December 3rd, 2010 by Hafiz Noor Shams
Although normatively one should not judge a book by its cover, positively, first impression matters. The first few lessons in economics are likely to affect a person’s perspective on the roles of government. Those who are familiar with economics and who ended up skeptical with the concept of activist government have to suffer those first lessons that suggest increased government spending in the economy is good.
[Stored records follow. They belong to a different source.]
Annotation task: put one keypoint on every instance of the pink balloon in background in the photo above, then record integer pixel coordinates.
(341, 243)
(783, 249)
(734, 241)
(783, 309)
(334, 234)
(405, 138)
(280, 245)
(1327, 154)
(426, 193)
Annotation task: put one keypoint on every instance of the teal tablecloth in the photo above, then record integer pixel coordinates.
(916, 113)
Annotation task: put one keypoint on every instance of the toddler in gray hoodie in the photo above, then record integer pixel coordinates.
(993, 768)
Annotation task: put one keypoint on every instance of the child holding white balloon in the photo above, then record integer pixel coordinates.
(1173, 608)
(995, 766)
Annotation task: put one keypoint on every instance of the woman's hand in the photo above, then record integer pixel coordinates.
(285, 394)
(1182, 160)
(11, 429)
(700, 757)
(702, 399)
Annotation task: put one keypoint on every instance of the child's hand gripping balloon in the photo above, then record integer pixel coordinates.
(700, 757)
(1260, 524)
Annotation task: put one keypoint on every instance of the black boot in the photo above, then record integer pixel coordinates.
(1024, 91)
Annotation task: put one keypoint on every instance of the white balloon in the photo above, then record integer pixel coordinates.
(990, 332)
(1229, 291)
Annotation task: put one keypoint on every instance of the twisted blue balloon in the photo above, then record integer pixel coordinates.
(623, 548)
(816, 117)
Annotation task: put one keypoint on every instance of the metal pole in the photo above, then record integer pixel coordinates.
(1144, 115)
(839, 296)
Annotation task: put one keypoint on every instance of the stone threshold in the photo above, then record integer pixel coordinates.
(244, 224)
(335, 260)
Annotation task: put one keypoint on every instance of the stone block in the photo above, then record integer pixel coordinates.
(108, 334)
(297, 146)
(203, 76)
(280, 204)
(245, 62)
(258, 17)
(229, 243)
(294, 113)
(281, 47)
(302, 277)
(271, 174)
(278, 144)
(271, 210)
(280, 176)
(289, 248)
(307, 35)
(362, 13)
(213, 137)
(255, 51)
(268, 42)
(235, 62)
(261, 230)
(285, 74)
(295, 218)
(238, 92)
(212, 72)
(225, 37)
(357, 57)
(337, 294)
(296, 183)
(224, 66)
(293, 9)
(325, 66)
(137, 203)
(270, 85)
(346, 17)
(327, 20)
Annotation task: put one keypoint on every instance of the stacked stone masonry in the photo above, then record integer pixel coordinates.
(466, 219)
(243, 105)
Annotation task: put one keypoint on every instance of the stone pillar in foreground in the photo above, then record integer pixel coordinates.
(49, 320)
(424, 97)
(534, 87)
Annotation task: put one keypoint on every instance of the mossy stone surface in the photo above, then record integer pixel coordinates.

Introductory macroeconomics at the undergraduate level typically presents the Keynesian consensus quite forcefully. Students tend to spend considerable amount of time studying the mechanics of simple IS-LM. The simplified model, while useful as a primer and for the cultivation of understanding in the workings of the economy, tends to overemphasize the effectiveness of government spending in the economy. In the jargons of macroeconomics for example, increase (decrease) in government spending positively (negatively) shifts the IS curve to increase (decrease) aggregate demand that eventually increases (decreases) economy-wide output, given all else the same.
Other complications do get introduced to shake that ceteris paribus assumption by a bit like the crowding out effect of higher interest rate on other components of the GDP and the dynamic of monetary policy. Here, for the first time, macroeconomics cautions students that sometimes, the effect of change in government spending can be ambiguous.
Add more complications and only then, government spending can be bad. Unfortunately, by adding more and more complications, the pedagogic value becomes marginal, making it wise for teachers of introductory macroeconomics to stop at the level where the lesson of the semester suggests that government spending is largely favorable.
By the time simple complications such as monetary policy are introduced, the perception that government is almighty will already have been ingrained in students. Consider the Keynesian multiplier. Students will learn this concept early, well before greater realism appears in the picture. Specifically, it is the idea that an increase in government spending has amplifying impact on total output, never mind that the rate of the multiplier itself is controversial.
My biggest grip has always been the silence regarding government finance. Increased government spending has to be funded. This concern is only answered at the later stage of introductory course, where Ricardian equivalence is finally mentioned. When it is mentioned however, it sounds like a minor curiosity only.
Given the bias, it is a miracle how anybody could finish undergraduate economics and become skeptical of government spending being the panache to short-term economic fluctuation.